Kuzey Sumatra Üniversitesi (Universitas Sumatra Utara-USU) öğretim üyesi Arief Tarigan, aktör ve yönetmen Ayub Badrin ile Agus Suilo tiyatronun teori ve pratik yanlarında rol alan isimler. Etkinliği yöneten kişi ise, bir Budist rahip olan Bhante Dhirapunno…

‘Tiyatro ve sevgi’ konusunun, temelde sanatçı ve sahne ilişkisine gönderme yaptığı düşünülebilir. Bu, aslında genel geçer bir duruma işaret ediyor. Bu noktada, dünyanın her yerinde karşılaşılacak tiyatro sanatçısının tiyatroya-sahneye yani, işine dair sevgisi ön plâna çıkıyor.

Bu etkinlikte konunun farkı ise, sanatın bölgenin yani, Kuzey Sumatra’nın uzun bir geçmişe dayanan yerleşik kültürünün sürdürülebilirliğini sağlayan, en azından bu amacı güden bir yaklaşımın olması…

Tam da bu noktada, konuşmacılar ‘tiyatro ve sevgi’ konusundaki görüşlerinde yaşamı yeniden üretmenin aracı olarak sahnenin önemine vurgu yaparken, bir dikotomiye de dikkat çekiyorlar. O da, hayatın bir sahne olduğu görüşü… Ve bunun karşılığı olarak, sanatsal bir ifade aracı olarak tiyatro sahnesinin aslında, tam da gündelik yaşamda sergilenen eylemlerin bir başka şekilde tekrarına konu olması…

Aslında yukarıda dikkat çekilen, ‘bambu’ sembolü ve işlevinde bunu görmek mümkün.
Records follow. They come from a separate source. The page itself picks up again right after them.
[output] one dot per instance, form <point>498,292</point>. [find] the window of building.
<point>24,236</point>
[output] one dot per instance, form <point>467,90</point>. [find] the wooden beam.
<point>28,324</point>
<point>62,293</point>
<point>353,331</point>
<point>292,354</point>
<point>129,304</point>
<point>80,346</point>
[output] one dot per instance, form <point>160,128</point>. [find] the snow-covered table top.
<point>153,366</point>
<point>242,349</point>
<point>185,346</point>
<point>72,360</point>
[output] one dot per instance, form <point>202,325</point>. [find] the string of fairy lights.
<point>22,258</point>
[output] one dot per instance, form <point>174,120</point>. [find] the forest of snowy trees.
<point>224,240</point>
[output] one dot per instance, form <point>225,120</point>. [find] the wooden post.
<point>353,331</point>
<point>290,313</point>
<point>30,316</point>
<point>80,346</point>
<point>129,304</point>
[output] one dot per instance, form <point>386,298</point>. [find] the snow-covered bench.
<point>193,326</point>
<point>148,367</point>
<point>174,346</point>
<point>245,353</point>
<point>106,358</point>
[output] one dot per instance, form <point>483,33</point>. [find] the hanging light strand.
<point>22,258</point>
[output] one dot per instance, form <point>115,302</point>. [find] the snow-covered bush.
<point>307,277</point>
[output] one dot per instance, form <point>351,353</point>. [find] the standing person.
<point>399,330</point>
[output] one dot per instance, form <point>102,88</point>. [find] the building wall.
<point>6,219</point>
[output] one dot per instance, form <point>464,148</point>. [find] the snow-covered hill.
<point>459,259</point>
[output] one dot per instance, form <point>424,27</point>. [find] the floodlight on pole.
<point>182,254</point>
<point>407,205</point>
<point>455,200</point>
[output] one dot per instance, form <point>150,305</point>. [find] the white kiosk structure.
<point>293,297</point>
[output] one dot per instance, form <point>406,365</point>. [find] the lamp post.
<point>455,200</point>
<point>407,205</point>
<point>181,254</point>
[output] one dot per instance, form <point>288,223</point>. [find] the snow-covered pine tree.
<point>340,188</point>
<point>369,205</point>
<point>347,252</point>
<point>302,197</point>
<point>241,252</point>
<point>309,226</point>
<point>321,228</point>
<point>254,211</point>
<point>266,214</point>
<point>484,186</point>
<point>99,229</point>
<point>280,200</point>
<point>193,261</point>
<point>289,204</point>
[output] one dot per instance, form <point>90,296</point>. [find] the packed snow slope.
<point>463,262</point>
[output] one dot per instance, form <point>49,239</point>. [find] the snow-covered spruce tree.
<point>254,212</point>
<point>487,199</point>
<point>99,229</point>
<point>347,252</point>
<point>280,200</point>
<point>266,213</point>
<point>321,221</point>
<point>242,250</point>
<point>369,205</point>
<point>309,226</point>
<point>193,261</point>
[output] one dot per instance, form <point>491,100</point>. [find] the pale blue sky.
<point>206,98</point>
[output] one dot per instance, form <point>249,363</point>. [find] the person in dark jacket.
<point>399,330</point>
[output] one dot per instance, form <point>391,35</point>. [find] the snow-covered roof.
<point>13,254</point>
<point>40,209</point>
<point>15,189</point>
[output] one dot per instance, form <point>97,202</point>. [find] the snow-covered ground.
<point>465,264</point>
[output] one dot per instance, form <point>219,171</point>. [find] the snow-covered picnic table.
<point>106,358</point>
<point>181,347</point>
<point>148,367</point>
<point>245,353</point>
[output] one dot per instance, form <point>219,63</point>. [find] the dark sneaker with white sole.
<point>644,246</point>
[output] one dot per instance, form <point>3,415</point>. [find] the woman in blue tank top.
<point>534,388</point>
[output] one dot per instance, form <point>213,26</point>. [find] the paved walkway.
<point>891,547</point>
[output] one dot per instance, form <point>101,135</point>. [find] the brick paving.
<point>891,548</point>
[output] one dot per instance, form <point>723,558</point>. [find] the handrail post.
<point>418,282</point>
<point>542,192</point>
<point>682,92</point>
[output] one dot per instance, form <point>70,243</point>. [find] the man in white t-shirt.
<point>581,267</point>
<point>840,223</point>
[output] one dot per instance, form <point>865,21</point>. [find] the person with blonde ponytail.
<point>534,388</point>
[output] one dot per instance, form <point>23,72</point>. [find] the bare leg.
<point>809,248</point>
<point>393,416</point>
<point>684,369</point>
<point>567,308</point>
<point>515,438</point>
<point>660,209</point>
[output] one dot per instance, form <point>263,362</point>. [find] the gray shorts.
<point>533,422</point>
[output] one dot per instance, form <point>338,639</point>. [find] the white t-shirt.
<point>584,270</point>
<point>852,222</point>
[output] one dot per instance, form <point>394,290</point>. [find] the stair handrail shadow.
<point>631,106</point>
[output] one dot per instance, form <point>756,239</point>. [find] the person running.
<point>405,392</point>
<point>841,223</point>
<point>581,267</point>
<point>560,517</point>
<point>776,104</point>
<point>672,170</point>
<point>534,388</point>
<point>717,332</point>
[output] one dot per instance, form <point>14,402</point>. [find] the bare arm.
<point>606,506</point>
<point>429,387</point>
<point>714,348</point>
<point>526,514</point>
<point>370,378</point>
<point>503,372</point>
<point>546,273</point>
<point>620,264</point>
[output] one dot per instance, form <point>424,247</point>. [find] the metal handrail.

Söz konusu bu tiyatro oyunu, bölge toplumlarının gündelik yaşamlarında çeşitli işlevleriyle öne çıkan bambu ile hayatı tiyatro sahnesinde yeniden yorumlamaya dönüşüyor. Ancak bu yorumlama süreci teknik ve söylem bağlamında bir Batı sanat teorisi tekrarı veya taklidi değil.

Konuşmacıların kanımca üzerinde durdukları temel unsur buydu. Anlam arayışında sadece seçilen konu, sahneye taşınan objeler değil, bu süreçlere eklemlenen bölgenin asli unsurlarının varlığının tiyatro diliyle yeniden anlam kazanmasıdır.

Tam bu konuşmalar ortasında aklıma Samuel Beckett’in “Waiting for Godot”unun gelmesi üzerinde herhalde biraz daha düşünmeliyim…

Burada zikretmem gereken bir husus daha var… O da, Budist rahib Bahte’nin bu sanat etkinliğinin neresinde durduğu konusudur… Açıkcası bu durum sorgulanmayı hak ediyor.

Rahip, Bhante, gayet aktif, heyecanlı, güler yüzlü olduğu kadar aynı zamanda ‘cinta’ yani, ‘sevgi’ konusunda da söz sahibi olduğunu ortaya koyuyor.

Bu noktada moderatörlük rolünü icra ederken, kendi içinden çıktığı değerler dünyasında ‘cinta’nın önemini aktarırken, bunun Kuzey Sumatra kültür ve anlam dünyasıyla bağdaşıklığına vurgu yapıyordu.